Batch Execution of R
The syntax for running R non-interactively with input read from infile and output send to outfile is:
R CMD BATCH [options] infile [outfile]
Suppose you placed your R code in a file called foo.R:
foo.R
set.seed(3000)
valx<-seq(-2,2,0.01)
valy<-2*valx+rnorm(length(valx),0,4)
# Save plot to pdf
pdf('histplot.pdf')
hist(valy,prob=TRUE,breaks=20, main="Histogram and PDF",xlab="y", ylim=c(0,0.15))
curve(dnorm(x,mean(valy),sd(valy)),add=T,col="red")
dev.off()
To execute foo.R on the cluster, add the R call to your job script…
Rbatch.sh
#! /bin/bash
#SBATCH --mail-user=<put your valid email address here!>
#SBATCH --mail-type=end,fail
#SBATCH --time=01:00:00
#SBATCH --mem-per-cpu=2G
# Put your code below this line
module load vital-it
module load R/3.4.2
R CMD BATCH --no-save --no-restore foo.R
…and submit your job script to the cluster:
sbatch Rbatch.sh
Advanced Topics
Parallel R
By default, R will not make use of multiple cores available on compute nodes to parallelize computations. Parallel processing functionality is provided by add-on packages. Consider the following contrived example to get you started. To follow the example, you need the following packages installed, and the corresponding libraries loaded:
> library(doParallel)
> library(foreach)
The foreach package provides a looping construct for executing R statements repeatedly, either sequentially (similar to a for loop) or in parallel. While the binary operator %do% is used for executing the statements sequentially, the %dopar% operator is used to execute code in parallel using the currently registered backend. The getDoParWorkers() function returns the number of execution workers (cores) available in the currently registered doPar backend, by default this corresponds to one worker:
> getDoParWorkers()
[1] 1
Hence, the following R code will execute on a single core (even with the %dopar% operator):
> start.time <- Sys.time()
> foreach(i=4:1, .combine='c', .inorder=FALSE) %dopar% {
+ Sys.sleep(3*i)
+ i
+ }
end.time <- Sys.time()
exec.time <- end.time - start.time
[1] 4 3 2 1
Let’s measure the runtime of the sequentiall execution:
> start.time <- Sys.time(); foreach(i=4:1, .combine='c', .inorder=TRUE) %dopar% { Sys.sleep(3*i); i }; end.time <- Sys.time(); exec.time <- end.time - start.time; exec.time
[1] 4 3 2 1
Time difference of 30.04088 secs
Now, we will register a parallel backend to allow the %dopar% operator to execute in parallel. The doParallel package provides a parallel backend for the %dopar% operator. Let’s find out the number of cores available on the current node
> system('nproc')
[1] 24
To register the doPar backend call the function registerDoParallel(). With no arguments provided, the number of cores assigned to the backend matches the value of options(“cores”), or if not set, to half of the cores detected by the parallel package.
registerDoParallel()
> getDoParWorkers()
[1] 12
To assign 4 cores to the parallel backend:
> registerDoParallel(cores=4)
> getDoParWorkers()
[1] 4
Request the correct number of slots
Because it is crucial to request the correct number of slots for a parallel job, we propose to set the number of cores for the doPar backend to the number of slots allocated to your job:
registerDoParallel(cores=Sys.getenv("SLURM_CPUS_PER_TASK"))

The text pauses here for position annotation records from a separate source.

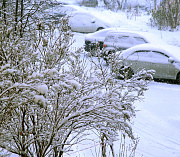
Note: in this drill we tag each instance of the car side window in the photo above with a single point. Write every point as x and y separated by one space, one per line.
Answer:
143 55
139 40
159 57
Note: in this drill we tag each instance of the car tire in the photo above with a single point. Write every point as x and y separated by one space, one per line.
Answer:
127 72
178 78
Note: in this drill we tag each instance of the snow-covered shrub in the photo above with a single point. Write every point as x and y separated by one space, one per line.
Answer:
50 96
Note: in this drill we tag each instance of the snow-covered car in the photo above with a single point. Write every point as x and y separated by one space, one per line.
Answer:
123 39
164 59
84 22
96 38
55 13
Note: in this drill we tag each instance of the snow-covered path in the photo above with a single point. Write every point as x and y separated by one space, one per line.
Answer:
158 121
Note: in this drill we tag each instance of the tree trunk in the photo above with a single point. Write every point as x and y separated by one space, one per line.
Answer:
16 14
22 10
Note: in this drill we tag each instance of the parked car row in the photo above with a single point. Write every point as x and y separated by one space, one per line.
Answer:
80 20
164 59
137 50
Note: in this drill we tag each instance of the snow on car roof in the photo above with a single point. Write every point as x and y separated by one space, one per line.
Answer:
104 31
149 37
171 51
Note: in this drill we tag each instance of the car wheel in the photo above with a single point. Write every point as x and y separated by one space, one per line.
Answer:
127 72
178 78
99 28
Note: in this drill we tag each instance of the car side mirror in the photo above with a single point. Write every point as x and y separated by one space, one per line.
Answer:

Now, run the example again:
> foreach(i=4:1, .combine='c', .inorder=FALSE) %dopar% {
+ Sys.sleep(3*i)
+ i
+ }
[1] 4 3 2 1
Well, the output is basically the same (the results are combined in the same order!). Let’s again measure the runtime of the parallel execution on 4 cores:
The binary operator %do% will always execute a foreach-loop sequentially even if registerDoParallel was called before! To correctly run a foreach in parallel, two conditions must be met:
- registerDoParallel() must be called with a certain number of cores
- The %dopar% operator must be used in the foreach-loop to have it run in parallel!